EL-EBİD: BÖLGEDEKİ AŞİRETLER ULUSAL ROL VE MİSYONUNU OYNAMALI

Çalıştayda konuşan Kuzey ve Doğu Suriye Özerk Yönetim Yürütme Meclisi Eşbaşkan Yardımcısı Hemdan El-Ebid, “Bölgedeki aşiret kanaat önderleri, ülkenin geçtiği hassas süreçte ulusal rol ve misyonlarını oynamalıdır” dedi. Türkiye’nin Osmanlı işgalciliğini yeniden yeşertmeyi amaçladığını belirten El-Ebid, “Tarih, Osmanlı’nın uyguladığı şiddetin şahididir. Bunun sürdürücüsü olan AKP, hangi adaletten bahsediyor? Efrîn’de halen insanlık dışı uygulamalar sürüyor” şeklinde konuştu.

EHMED: SURİYE İÇİ BİRLİK, ÇÖZÜM GETİRECEK

El-Ebid’den sonra söz alan MSD Yürütme Kurulu Başkanı İlham Ehmed, “Suriye, dünya güçlerinin savaş alanına döndü. Dış güçlerin müdahalelerinin Suriye krizini derinleştirdiğini görüyoruz. Suriye rejimi krizin çözümü için adım atmış olsaydı, dış güçler de müdahalede bulunamazdı” dedi.

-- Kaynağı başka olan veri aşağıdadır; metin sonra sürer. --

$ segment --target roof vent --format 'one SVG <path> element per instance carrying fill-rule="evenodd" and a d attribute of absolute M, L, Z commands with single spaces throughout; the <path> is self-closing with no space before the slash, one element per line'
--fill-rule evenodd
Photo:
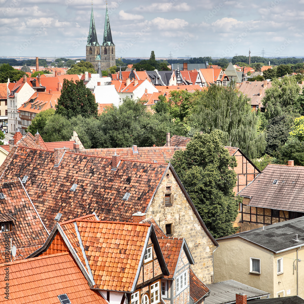
<path fill-rule="evenodd" d="M 76 189 L 76 187 L 77 186 L 77 184 L 73 184 L 73 185 L 71 187 L 71 188 L 70 189 L 70 191 L 74 191 Z"/>
<path fill-rule="evenodd" d="M 123 196 L 123 200 L 127 201 L 130 196 L 130 193 L 129 192 L 126 192 L 126 194 Z"/>
<path fill-rule="evenodd" d="M 61 216 L 62 215 L 62 213 L 59 213 L 58 212 L 57 213 L 57 215 L 55 217 L 55 221 L 59 221 L 60 219 L 60 218 L 61 217 Z"/>

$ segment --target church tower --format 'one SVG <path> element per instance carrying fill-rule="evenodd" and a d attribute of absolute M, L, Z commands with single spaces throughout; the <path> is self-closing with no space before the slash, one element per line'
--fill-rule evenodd
<path fill-rule="evenodd" d="M 86 60 L 91 62 L 94 66 L 94 68 L 97 70 L 98 63 L 100 60 L 100 46 L 97 40 L 92 4 L 91 19 L 90 22 L 90 30 L 89 31 L 89 36 L 88 36 L 88 43 L 86 48 Z"/>
<path fill-rule="evenodd" d="M 108 5 L 105 11 L 105 31 L 103 33 L 103 42 L 100 47 L 100 64 L 103 70 L 110 67 L 116 65 L 115 61 L 115 44 L 112 39 L 111 28 L 108 13 Z"/>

Suriye içi birliğin çözüm getireceğini vurgulayan İlham Ehmed, şunları söyledi:

“DAİŞ ve diğer çete grupları, Suriye’de demokratik çerçevede bir ortaklığın bulunmaması ve dış güçlerin müdahaleleri nedeniyle türedi. Şimdi ise tüm Suriye halklarına hizmet edecek yeni bir tarih yazıyoruz. İdlib’de uluslararası güçlerin anlaşmalarını görüyoruz. Türkiye, Suriye halklarına hizmet ettiğini iddia ediyor ancak çete gruplarına desteğini sürdürüyor. Astana görüşmelerinde, bu bölgelerin Suriye rejimine teslim edilmesi için anlaşıldı.

Suriye için yeni anayasa görüşmelerine önerilen güç ve kişilerin Suriye halklarını temsil etmesi mümkün değildir. Bunlar arasında Suriye halkları için mücadele eden hiçbir güç yoktur. Rejim ve muhalefet grupları, Suriye halkın için hiçbir girişimde bulunmuyor. Aralarında derin bir kriz var” şeklinde konuştu.

Bize kimse saldırmadığı müddetçe biz de kimseye saldırmayacağız. Kuzey ve Doğu Suriye’de kurulan yerel askeri meclisler, sınır hattının güvenliği sağlayacak. Bölgede huzur ve güvene ulaşana kadar Şam ile diyalogları geliştireceğiz. Başlıca hedefimiz bölgenin güvenliği ve Efrîn’in özgürlüğüdür.”

‘TÜRK DEVLETİNİN İŞGALİNİ ASLA KABUL ETMEYECEĞİZ’

Ardından katılımcılar söz alarak “Güvenli bölge” konusuna ilişkin görüş ve önerilerini sundu. Türk devletinin işgalini asla kabul etmeyeceklerini vurgulayan aşiret temsilcileri, bölgedeki ortak yaşam iradesini güçlendireceklerini söyledi.

Katılımcıların sorularına yanıt veren PYD Sözcüsü Salih Mûslim, “Bölgemizin güvenliğini koruyabilmek için daha önce sınır hattının savunulmasına dönük uluslararası güçlere savunma mekanizmasına ilişkin önerilerimizi sunmuştuk” dedi.

Çalıştayın basın açıklaması ile sona ermesi bekleniyor.